[mpi3-ft] Notes from 15 Jan. 2008 Meeting

Tue Jan 22 08:46:30 CST 2008

Last week Rich asked me to take some notes from the MPI Forum  
discussion on dynamic process/fault tolerance. Those notes are enclosed.

--Josh

-------------------
MPI Forum 3.0 Dynamic Process/Fault Tolerance Working Group
Brief Notes from Jan. 15, 2008 Meeting - Chicago, IL
Chapter Coordinator: Rich Graham
Notes taken by Josh Hursey

* May have to describe the state of a function across a failure (and  
possible recovery) for all MPI functions and failure scenarios

* May want to consider proposing a suggestion for implementation:
   - i.e.: An MPI implementation does not need to do X, but if it does  
decide to support X then we recommend the following as a way of  
implementing it.

* Provide support for some class (or subset) of recovery mechanisms  
that may be able to be built on top of an MPI implementation of the  
MPI 3.0 standard.

* Replication techniques should be added to the (presented) list of  
possible recovery techniques to consider supporting.
   - Question: Does considering replication techniques undermine the  
HPC target community of the MPI standard.
   - MPI interface should allow for this, maybe as an opt'in  
functionality.

* An interface to easily piggyback data on point-to-point (and maybe  
collective) messages would help support some high level checkpoint/ 
restart techniques.

* Should we expose to the application the fault recovery mechanism  
used? (i.e., Network path failover)
   - As a notification once complete?
   - Or as a request to authorize the recovery mechanism before it  
executes?

* Some users have expressed an interest in having an explicit  
checkpoint function to identify 'good' times in the code execution to  
checkpoint.
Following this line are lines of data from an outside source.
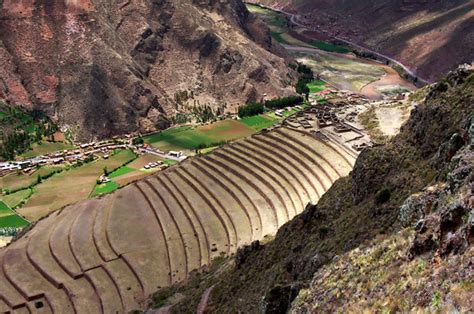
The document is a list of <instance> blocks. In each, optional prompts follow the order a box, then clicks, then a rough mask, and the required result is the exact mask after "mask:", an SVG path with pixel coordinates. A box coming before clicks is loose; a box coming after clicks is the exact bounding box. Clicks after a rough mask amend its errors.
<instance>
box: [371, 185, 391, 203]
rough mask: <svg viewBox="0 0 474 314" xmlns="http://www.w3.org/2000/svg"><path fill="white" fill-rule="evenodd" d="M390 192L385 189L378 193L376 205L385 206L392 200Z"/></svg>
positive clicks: (386, 188) (379, 191)
mask: <svg viewBox="0 0 474 314" xmlns="http://www.w3.org/2000/svg"><path fill="white" fill-rule="evenodd" d="M390 196H391V193H390V190H389V189H387V188H385V189H382V190H380V191H378V192H377V195H375V203H376V204H383V203H386V202H388V201H389V200H390Z"/></svg>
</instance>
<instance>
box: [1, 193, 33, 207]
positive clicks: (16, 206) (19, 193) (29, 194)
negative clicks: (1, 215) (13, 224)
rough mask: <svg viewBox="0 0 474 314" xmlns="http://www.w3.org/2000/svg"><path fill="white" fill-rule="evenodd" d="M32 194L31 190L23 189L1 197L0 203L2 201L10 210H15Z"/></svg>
mask: <svg viewBox="0 0 474 314" xmlns="http://www.w3.org/2000/svg"><path fill="white" fill-rule="evenodd" d="M32 193H33V191H32V190H31V189H24V190H20V191H18V192H15V193H12V194H7V195H1V196H0V201H3V202H4V203H5V204H6V205H8V206H9V207H10V208H16V207H18V206H20V205H22V204H23V203H24V202H26V200H27V199H28V198H29V197H30V196H31V194H32Z"/></svg>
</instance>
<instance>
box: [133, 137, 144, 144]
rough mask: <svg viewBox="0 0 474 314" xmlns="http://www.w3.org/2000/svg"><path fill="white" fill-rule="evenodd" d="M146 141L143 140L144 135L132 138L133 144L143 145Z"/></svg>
mask: <svg viewBox="0 0 474 314" xmlns="http://www.w3.org/2000/svg"><path fill="white" fill-rule="evenodd" d="M143 143H144V141H143V137H141V136H139V137H135V138H134V139H133V140H132V144H133V145H141V144H143Z"/></svg>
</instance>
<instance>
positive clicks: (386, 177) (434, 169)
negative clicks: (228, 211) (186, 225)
mask: <svg viewBox="0 0 474 314" xmlns="http://www.w3.org/2000/svg"><path fill="white" fill-rule="evenodd" d="M465 71H467V72H465ZM473 79H474V73H473V72H472V69H467V68H466V69H460V70H458V71H455V72H453V73H451V74H450V75H449V76H448V79H446V80H445V81H444V83H445V84H446V85H445V87H446V88H442V89H439V90H438V91H437V92H434V91H435V90H437V89H438V86H437V85H433V86H431V91H430V92H429V94H430V96H428V97H427V98H426V100H425V101H424V102H423V103H420V104H419V105H418V106H417V108H416V109H414V110H413V111H412V114H411V117H410V119H409V120H408V121H407V123H406V124H405V125H404V127H403V128H402V129H401V133H400V134H399V135H397V136H396V137H395V138H393V139H392V140H391V141H390V142H389V143H387V144H386V145H384V146H378V147H374V148H371V149H367V150H365V151H363V152H362V153H361V154H360V155H359V157H358V159H357V161H356V164H355V167H354V169H353V171H352V172H351V174H350V175H349V176H348V177H346V178H341V179H339V180H338V181H337V182H335V184H334V185H333V186H332V187H331V188H330V189H329V190H328V192H326V194H324V195H323V196H322V197H321V199H320V200H319V201H318V203H317V205H310V206H307V207H306V209H305V210H304V211H303V212H302V213H301V214H300V215H298V216H296V217H295V218H294V219H293V220H291V221H290V222H288V223H287V224H285V225H283V226H282V227H281V228H280V229H279V231H278V233H277V235H276V237H275V239H273V240H272V241H268V243H267V244H264V245H261V246H259V247H258V249H255V250H252V249H251V248H247V249H245V250H243V251H242V254H238V258H237V259H236V260H232V261H229V263H228V264H227V265H225V267H221V268H220V269H219V270H218V271H216V272H214V273H212V274H211V275H210V274H204V275H202V276H199V275H198V276H197V277H196V278H195V279H194V280H192V282H193V284H192V285H183V286H181V287H177V288H176V290H175V292H178V293H181V294H183V295H186V297H185V298H184V299H183V302H181V303H179V304H176V305H174V306H173V310H174V311H175V312H176V313H184V312H192V311H194V309H195V308H196V305H197V303H198V301H199V300H198V299H196V298H194V297H193V296H195V295H202V293H203V291H204V290H205V289H206V288H207V287H210V286H212V285H215V286H214V289H213V293H212V294H211V295H210V298H209V302H208V311H209V312H211V313H221V312H233V311H242V312H257V311H264V312H265V311H266V312H268V313H275V312H286V311H287V310H291V311H293V312H295V313H315V312H316V313H319V312H334V311H337V310H342V311H345V310H347V311H354V310H355V311H357V312H359V311H360V312H364V311H369V310H370V311H380V312H383V311H393V312H397V311H398V312H410V311H415V310H420V309H424V310H425V311H431V310H437V309H442V311H443V310H445V311H461V312H462V311H464V310H466V309H469V308H472V303H470V302H472V301H470V300H472V292H470V294H469V290H470V289H471V290H472V286H470V285H466V284H465V283H466V281H467V280H469V277H470V276H471V277H472V275H470V273H471V274H472V257H473V256H474V255H473V254H474V249H473V246H472V243H473V236H472V234H473V232H472V230H473V221H474V218H473V217H472V216H473V213H472V210H471V209H472V207H473V205H474V198H473V196H472V191H473V171H472V167H473V165H474V160H473V154H472V133H473V132H472V130H473V126H472V120H473V118H472V117H471V116H472V113H473V112H474V107H473V104H474V102H473V101H474V98H473V97H474V84H473V83H474V80H473ZM453 134H458V136H459V137H460V138H462V142H458V140H455V141H452V140H451V139H452V138H453ZM455 138H458V137H457V136H455ZM450 143H451V144H450ZM453 143H454V144H455V145H452V144H453ZM446 148H448V149H446ZM444 152H447V153H444ZM406 228H408V229H406ZM242 257H244V258H242ZM470 260H471V261H470ZM197 282H199V283H200V284H199V285H198V284H196V283H197ZM294 291H299V292H298V297H297V298H296V299H295V300H293V298H294ZM470 298H471V299H470ZM289 300H290V301H289ZM291 300H293V301H292V304H291V306H290V305H289V302H291Z"/></svg>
Ideally when the checkpoint state is minimal.

* Can we ask the MPI to save some internal state around a user level  
checkpoint operation such that on recovery MPI objects such as  
datatypes or communicators are automatically recreated for the user  
before the application resumes execution.

* Areas of MPI possibly affected by fault tolerance:
   - Communicators such as MPI_COMM_WORLD may change size.
   - MPI_Init/MPI_Finalize may need to called multiple times to  
support some recovery techniques.
   - MPI I/O needs to be looked at.
   - MPI Topology changes that may/will occur when a process failure  
and possible recovery occurs.

* Collective communication:
   - For some collectives a process can be in the collective or on  
either side of it, how do the semantics of the collective operation  
change in response to a failure/recovery operation.
   - Bcast, for example, may allow some processes to exit early  
providing some performance benefits. A fault tolerance semantic for  
Bcast may require a global synchronization at the end of the Bcast to  
ensure a two-phase commit of the effected buffers.
   - We could consider loosening the synchronization constraints such  
that the user could choose, via an MPI API, the level of confidence  
they require for a process to exit a collective call.
   - Maybe introduce the notion of epochs that can be started and  
ended to help in fault isolation.

* Use case: How can a user choose to enable or disable fault tolerance  
features?
   - Mostly implementation specific. (link time, compile time, ...)

* Could fault tolerance only apply to a subset of the MPI API for  
simplicity? For example, exclude collective communications or MPI I/O.

* It was stated that we should express that the fault tolerance MPI  
specification may not be able to provide guarantees about the  
stability of some data segments or operations effected by a fault, but  
that an MPI implementation will provide a stable enough environment to  
allow for post recovery.
   - This restriction should be explicitly stated in the standard text  
presented.

* In a failure scenario is the fault mode/error reported local or  
global to the communicator?

* Most people agree that this working group should step forward  
towards API changes to help support, but maybe not provide, fault  
tolerance.

* A mailing list will be created for this group, and will be posted to  
the mpi-21 listserv.